Study population and data collection

We retrospectively screened the medical records of all patients receiving CRT implants (CRT-D or CRT-P) from 1999 through 2012 at a large-volume tertiary care centre in Sweden. Skåne University hospital (SUS) is one of Sweden's largest hospitals, and the pacemaker department serves a population of 1.7 million people in the south of Sweden. The hospital implanted its first CRT device in 1999 and it is responsible for the implantation of every such device in the entire region. All implants were tracked through the hospital records, making a comprehensive long-term follow-up possible.

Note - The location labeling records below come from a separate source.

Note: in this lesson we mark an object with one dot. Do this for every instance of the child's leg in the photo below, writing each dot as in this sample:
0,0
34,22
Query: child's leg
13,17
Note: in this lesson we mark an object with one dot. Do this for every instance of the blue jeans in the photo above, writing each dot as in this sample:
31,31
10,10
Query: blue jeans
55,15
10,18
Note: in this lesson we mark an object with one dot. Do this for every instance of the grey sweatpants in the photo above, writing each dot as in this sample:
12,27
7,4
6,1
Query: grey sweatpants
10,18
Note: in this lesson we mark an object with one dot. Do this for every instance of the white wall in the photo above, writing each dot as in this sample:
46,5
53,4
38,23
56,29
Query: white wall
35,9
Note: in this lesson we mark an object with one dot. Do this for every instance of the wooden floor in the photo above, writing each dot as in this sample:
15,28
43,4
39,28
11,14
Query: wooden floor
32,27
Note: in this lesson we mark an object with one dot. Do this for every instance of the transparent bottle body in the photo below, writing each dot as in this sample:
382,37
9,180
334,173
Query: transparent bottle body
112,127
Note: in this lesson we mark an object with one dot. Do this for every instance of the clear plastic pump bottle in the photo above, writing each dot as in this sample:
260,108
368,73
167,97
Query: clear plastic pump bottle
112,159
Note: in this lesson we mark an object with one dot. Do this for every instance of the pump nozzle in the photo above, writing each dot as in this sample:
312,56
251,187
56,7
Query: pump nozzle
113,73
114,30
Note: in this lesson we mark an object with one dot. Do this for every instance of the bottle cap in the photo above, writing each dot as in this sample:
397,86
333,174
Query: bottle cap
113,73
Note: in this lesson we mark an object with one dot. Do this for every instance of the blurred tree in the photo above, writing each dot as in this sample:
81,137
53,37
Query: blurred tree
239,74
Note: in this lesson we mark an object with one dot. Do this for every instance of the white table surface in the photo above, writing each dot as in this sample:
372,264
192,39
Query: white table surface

Procedures with non-successful left ventricular lead implant or immediate explant (within 2 months of implant, e.g. due to systemic infection) and patients aged <18 years at the time of implant were excluded from the analysis. The baseline evaluation was the standard clinical evaluation, i.e. echocardiography, electrocardiogram (ECG), anamnestic, and physical examination. The first follow-up evaluation was carried out within 2 months post-implant, and at this point the patients were asked if they had experienced an improvement in their functional status compared with pre-implant. Three possible answers were noted in the records: ‘Yes, definitely’, ‘No, unchanged’, or ‘No, it has worsened’. Based on these responses, the patients were divided into two groups: ‘definite responders’ or ‘non-responders’ (including non-responders with worsened condition and those with unchanged condition).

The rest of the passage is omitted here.